Since man is made up of the elements
Fire, and rain, and air, and live loam
And none of these is lovable
But elemental,
Man is lop-sided on the side of the angels.

I wish men would get back their balance among the elements
And be a bit more firey, as incapable of telling lies
As fire is.
I wish they'd be true to their own variation, as water is,
Which goes through all the stages of steam and stream and ice
Without losing its head.

I am sick of lovable people,
Somehow they are a lie.

D.H. Lawrence 1929

Hello Friends and Family! I know that this is kind of bitter poem number two, but Mondays this year are feeling nice and cliché for me this school year (i.e. bad). I am not complaining, just explaining why the PotW is bitter on these particular days. But we proceed nevertheless!

This poem is perhaps a little more straightforward than your typical Poem of the Week; we don't often read a poem simply asking why people aren't a certain way. Well, the poems may ask that implicitly I suppose. A change is nice once in a while. I have found that this very frank style of poetry is beginning to appear more and more. Many people are familiar perhaps with Billy Collins? He uses this form all of the time, and (just off the top of my head) Eavan Boland and Paul Muldoon do to a lesser extend. It is a simple and more approachable form that still allows for most of the nuances of poetry. After all, within this poem we have imagery, word play, a subtle form, and some kind of question or proposition.

I think a good way to begin with this poem is by looking at the form. Its irregularity lends it a sort of casual nature that I think can be a little unusual in a poem. This relaxedness, in turn, adds to the poem's everyman tone. Each stanza break is important to notice as well, because each emphasizes certain lines. The first stanza break explains the title, stating, "and be a bit elemental instead?" Though we have an introduction to the title, what might this mean? Well, the narrator goes on to answer, right now, people are too full of these airy dreams. Everywhere they are pining for love when they should be a bit more, if you'll excuse the pun, grounded. We need to listen to the Beatles and get back to where we once belonged.

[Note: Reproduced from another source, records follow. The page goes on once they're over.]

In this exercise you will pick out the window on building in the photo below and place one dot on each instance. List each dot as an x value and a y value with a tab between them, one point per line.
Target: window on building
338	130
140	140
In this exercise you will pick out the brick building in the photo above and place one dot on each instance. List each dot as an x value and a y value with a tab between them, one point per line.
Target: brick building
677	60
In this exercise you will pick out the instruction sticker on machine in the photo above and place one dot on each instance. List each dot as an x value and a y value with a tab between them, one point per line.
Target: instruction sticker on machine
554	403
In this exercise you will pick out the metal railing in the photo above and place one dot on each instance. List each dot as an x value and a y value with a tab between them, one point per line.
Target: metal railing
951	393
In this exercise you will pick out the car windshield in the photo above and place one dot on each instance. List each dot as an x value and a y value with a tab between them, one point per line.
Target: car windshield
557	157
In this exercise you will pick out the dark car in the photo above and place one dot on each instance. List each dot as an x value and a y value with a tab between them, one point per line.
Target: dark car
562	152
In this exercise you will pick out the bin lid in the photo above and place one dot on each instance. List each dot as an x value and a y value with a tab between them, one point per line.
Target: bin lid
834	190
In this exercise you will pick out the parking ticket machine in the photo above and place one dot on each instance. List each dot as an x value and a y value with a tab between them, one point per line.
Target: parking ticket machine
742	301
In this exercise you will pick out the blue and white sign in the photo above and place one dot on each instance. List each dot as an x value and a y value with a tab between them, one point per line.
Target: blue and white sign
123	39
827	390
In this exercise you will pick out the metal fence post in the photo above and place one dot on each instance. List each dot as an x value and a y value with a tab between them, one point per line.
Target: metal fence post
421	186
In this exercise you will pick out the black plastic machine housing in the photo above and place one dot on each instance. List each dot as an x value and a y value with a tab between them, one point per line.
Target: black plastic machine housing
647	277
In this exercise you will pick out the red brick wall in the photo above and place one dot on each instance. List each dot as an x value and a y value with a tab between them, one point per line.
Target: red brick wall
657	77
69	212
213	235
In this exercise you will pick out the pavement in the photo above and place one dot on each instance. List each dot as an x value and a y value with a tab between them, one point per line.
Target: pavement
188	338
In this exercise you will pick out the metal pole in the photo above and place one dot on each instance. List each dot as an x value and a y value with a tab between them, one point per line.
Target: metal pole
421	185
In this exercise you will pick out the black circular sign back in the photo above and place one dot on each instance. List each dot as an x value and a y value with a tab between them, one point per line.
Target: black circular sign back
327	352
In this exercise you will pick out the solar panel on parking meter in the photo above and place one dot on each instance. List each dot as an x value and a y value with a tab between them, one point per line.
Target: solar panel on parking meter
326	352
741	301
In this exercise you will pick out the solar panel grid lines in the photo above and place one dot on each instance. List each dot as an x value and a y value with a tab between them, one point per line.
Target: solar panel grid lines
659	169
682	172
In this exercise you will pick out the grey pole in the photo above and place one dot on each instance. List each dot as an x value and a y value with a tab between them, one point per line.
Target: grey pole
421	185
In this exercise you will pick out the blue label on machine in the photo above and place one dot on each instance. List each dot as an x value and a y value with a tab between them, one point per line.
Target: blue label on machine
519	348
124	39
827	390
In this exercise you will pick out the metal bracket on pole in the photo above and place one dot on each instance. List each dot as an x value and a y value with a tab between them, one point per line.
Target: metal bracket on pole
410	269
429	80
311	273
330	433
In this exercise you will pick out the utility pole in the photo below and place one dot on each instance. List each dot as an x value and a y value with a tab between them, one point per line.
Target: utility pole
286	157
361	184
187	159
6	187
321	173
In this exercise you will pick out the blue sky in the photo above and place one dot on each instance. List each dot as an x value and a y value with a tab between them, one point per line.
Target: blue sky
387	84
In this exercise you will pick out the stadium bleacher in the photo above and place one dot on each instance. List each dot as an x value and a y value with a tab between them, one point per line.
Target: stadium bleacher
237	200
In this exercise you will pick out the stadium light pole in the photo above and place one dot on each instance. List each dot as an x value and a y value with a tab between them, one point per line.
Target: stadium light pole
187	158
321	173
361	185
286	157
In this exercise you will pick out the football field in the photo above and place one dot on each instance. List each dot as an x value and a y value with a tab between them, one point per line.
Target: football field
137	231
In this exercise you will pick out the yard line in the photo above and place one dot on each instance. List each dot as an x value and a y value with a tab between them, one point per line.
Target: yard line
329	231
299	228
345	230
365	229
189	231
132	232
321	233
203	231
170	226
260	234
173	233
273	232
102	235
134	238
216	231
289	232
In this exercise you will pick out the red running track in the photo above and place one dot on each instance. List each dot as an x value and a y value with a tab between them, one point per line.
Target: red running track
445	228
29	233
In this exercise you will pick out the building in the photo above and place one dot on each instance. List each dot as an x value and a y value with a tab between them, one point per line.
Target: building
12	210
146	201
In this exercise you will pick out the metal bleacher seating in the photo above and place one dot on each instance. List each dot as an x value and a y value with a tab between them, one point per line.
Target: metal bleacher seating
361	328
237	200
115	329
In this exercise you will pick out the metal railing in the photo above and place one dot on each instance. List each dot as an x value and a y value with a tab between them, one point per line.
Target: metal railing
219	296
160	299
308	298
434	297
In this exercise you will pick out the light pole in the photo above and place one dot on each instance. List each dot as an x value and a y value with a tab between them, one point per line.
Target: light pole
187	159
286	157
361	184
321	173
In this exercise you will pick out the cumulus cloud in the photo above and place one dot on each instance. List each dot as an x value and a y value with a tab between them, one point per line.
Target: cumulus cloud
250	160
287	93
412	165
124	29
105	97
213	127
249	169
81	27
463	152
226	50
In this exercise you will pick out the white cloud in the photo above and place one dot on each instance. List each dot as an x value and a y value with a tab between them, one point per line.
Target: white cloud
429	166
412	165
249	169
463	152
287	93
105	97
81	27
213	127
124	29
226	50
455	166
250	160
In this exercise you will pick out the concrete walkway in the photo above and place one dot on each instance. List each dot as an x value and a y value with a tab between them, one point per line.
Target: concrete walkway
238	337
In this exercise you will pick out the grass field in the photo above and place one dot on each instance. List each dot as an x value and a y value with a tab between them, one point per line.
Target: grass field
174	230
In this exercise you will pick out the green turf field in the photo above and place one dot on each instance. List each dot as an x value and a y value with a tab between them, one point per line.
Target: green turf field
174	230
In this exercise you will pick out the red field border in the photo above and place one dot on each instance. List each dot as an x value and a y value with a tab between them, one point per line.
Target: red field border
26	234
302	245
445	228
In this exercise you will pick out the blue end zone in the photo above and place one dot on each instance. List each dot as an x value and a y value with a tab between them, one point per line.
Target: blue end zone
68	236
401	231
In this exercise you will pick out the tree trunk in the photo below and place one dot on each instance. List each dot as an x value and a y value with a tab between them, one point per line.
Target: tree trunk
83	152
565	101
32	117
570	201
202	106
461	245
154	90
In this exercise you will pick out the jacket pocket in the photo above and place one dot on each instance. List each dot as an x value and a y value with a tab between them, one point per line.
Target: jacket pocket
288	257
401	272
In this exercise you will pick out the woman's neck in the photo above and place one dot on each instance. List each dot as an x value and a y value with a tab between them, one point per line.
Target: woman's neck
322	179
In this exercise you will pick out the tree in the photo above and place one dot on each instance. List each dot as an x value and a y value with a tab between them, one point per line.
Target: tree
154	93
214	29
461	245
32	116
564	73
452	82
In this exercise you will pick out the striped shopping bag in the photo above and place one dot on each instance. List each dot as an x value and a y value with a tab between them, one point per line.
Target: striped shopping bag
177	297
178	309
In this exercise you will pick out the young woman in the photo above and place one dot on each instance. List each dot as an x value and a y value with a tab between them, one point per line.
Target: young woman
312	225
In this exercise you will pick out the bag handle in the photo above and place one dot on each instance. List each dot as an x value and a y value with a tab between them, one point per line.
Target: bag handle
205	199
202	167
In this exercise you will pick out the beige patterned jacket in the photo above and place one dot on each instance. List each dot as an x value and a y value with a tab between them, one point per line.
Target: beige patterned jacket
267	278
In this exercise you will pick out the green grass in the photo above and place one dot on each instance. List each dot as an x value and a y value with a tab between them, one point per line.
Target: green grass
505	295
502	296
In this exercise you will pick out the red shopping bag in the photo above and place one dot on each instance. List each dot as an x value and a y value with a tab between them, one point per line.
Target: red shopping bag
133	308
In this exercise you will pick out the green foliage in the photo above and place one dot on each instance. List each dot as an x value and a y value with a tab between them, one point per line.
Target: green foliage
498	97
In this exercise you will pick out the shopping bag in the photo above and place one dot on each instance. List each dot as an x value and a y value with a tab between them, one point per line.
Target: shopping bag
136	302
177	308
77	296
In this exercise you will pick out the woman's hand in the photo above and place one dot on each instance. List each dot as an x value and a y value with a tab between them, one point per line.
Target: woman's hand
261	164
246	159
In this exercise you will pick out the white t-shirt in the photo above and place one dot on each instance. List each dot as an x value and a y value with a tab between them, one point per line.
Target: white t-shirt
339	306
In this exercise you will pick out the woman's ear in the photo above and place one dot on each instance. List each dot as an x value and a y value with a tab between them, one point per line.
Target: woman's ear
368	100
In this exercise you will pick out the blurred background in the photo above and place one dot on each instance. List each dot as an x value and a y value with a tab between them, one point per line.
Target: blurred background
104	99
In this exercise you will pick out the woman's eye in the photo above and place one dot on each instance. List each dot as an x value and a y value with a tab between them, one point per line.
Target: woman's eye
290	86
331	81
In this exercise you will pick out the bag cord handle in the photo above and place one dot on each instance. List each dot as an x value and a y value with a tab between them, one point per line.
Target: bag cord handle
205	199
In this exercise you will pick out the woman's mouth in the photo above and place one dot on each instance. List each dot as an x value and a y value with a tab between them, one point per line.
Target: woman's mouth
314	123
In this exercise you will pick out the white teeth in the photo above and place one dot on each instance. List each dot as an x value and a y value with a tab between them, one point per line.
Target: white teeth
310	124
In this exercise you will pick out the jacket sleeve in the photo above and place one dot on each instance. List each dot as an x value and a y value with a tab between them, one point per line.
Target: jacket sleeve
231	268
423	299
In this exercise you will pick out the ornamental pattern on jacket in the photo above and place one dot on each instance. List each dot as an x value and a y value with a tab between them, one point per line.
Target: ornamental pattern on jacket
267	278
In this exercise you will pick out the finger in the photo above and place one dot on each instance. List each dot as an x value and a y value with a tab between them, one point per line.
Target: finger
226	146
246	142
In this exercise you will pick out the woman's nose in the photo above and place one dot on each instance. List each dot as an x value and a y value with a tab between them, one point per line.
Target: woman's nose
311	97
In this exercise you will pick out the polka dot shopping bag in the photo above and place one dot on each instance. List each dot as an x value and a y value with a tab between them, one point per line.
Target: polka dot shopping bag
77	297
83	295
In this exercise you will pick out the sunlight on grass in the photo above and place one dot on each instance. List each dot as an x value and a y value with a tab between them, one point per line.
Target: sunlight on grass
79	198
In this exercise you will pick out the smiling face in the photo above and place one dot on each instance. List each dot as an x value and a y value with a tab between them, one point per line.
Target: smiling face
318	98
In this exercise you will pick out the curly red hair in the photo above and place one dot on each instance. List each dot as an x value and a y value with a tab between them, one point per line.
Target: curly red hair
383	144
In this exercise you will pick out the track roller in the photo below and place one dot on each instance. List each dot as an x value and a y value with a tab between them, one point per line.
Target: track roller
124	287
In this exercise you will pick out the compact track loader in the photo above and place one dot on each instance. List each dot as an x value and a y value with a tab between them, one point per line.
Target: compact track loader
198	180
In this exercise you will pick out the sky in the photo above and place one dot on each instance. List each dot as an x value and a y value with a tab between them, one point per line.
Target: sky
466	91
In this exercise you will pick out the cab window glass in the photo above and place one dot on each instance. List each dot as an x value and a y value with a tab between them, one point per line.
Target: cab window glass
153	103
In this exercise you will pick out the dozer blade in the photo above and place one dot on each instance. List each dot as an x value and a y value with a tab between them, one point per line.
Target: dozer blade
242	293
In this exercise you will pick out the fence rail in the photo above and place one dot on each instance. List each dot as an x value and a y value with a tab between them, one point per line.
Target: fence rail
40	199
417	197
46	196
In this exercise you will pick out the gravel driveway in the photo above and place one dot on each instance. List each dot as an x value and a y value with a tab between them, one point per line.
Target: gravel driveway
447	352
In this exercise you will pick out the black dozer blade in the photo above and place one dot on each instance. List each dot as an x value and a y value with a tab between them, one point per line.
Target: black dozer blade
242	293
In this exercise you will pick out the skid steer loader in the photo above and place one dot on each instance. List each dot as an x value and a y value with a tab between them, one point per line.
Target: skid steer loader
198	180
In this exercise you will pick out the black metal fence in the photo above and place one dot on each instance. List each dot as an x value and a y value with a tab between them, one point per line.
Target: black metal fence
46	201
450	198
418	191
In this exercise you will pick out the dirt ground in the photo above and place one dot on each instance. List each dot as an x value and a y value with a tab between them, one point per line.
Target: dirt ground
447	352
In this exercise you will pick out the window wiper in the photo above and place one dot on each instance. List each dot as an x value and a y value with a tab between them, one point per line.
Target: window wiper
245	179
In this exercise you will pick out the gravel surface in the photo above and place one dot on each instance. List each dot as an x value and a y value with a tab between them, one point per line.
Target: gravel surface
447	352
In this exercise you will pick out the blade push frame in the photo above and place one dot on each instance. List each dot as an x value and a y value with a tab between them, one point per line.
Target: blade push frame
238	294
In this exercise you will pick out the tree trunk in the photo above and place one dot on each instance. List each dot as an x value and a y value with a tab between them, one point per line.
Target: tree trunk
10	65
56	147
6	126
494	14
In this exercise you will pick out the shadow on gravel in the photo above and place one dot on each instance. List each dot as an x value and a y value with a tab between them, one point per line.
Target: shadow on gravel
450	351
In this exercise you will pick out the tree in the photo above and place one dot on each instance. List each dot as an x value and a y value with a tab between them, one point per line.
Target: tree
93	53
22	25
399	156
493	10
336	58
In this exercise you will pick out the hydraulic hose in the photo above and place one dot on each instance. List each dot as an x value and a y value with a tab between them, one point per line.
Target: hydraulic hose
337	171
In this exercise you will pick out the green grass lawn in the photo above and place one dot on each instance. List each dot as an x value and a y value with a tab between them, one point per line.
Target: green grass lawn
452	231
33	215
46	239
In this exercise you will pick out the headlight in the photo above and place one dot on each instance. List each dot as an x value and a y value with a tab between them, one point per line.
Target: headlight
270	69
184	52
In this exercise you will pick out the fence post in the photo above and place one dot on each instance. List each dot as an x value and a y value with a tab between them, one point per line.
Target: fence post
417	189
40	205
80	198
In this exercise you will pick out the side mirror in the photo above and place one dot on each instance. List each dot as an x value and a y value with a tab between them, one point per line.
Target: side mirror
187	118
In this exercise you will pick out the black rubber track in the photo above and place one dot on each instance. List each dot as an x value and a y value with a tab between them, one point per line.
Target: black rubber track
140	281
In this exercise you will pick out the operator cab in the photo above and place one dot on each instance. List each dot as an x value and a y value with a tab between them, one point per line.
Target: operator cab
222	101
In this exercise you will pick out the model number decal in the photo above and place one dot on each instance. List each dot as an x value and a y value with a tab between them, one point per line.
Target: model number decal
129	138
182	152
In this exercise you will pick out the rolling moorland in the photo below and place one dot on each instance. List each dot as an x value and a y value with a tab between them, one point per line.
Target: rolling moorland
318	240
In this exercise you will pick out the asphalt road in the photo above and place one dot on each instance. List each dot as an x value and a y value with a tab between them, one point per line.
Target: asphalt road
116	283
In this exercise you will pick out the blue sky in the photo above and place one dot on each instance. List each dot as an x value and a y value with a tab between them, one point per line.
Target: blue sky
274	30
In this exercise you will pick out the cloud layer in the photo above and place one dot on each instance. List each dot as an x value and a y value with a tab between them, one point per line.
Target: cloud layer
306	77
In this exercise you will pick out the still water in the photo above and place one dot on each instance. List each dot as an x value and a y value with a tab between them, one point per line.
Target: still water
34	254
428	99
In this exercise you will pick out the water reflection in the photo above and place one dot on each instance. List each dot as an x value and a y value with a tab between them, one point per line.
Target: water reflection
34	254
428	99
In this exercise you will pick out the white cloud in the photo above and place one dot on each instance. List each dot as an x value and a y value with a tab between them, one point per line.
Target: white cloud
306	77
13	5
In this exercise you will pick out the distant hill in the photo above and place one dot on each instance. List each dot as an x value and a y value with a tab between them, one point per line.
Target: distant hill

My favorite part of the poem sits at the next stanza break: the line "man is lop-sided on the side of angels." We are too much in love, to much wanting to love, and too much crafting ourselves hoping to be loved. This line is surprising, too. Angels usually take a more beneficient part in poems (see Richard Wilbur's "Love Calls Us to the Things of This World, Denise Levertov's "Cademon," or Brad Leithauser's "Old Bachelor Brother," to mention very few), so to think of this as negative is a paradigm shift.

And then the poem asks us just to be true and to be ourselves. Written like that, it sounds corny, because I think Lawrence is posing a bigger challenge than that. His use of the four elements (which are, incidentally, the four elements of which Aristotle believed man is made) and diction therein hints that this is a deeper truth. This is the root of being, the way of things. Fire, rain, air, and "live loam" all have a kind of energy in the poem; the sounds of the words beat within the text, adding a pulse to otherwise flat words. The vitality bursting through phrases like "steam and stream and ice" and "lop-sided on the side" and "live loam" concentrates the emotion. Actually, now that I think about it, controlling this energy is what Lawrence is asking us to do; go through the stages of life without losing ourselves. He achieves this feat in his rhetoric, for he addresses very emotional and powerful ideas in this piece without sinking into a sentimental quagmire.

I also want to point out how flat the word "lovable" seems after reading "Elementals." I mean, after talking about the elements, the bones and muscles of being, "lovable" comes out so pressed. It isn't as meaty or interesting as the fire, water, and earth that appears in the poem. Elementals is the right word for the title, I think.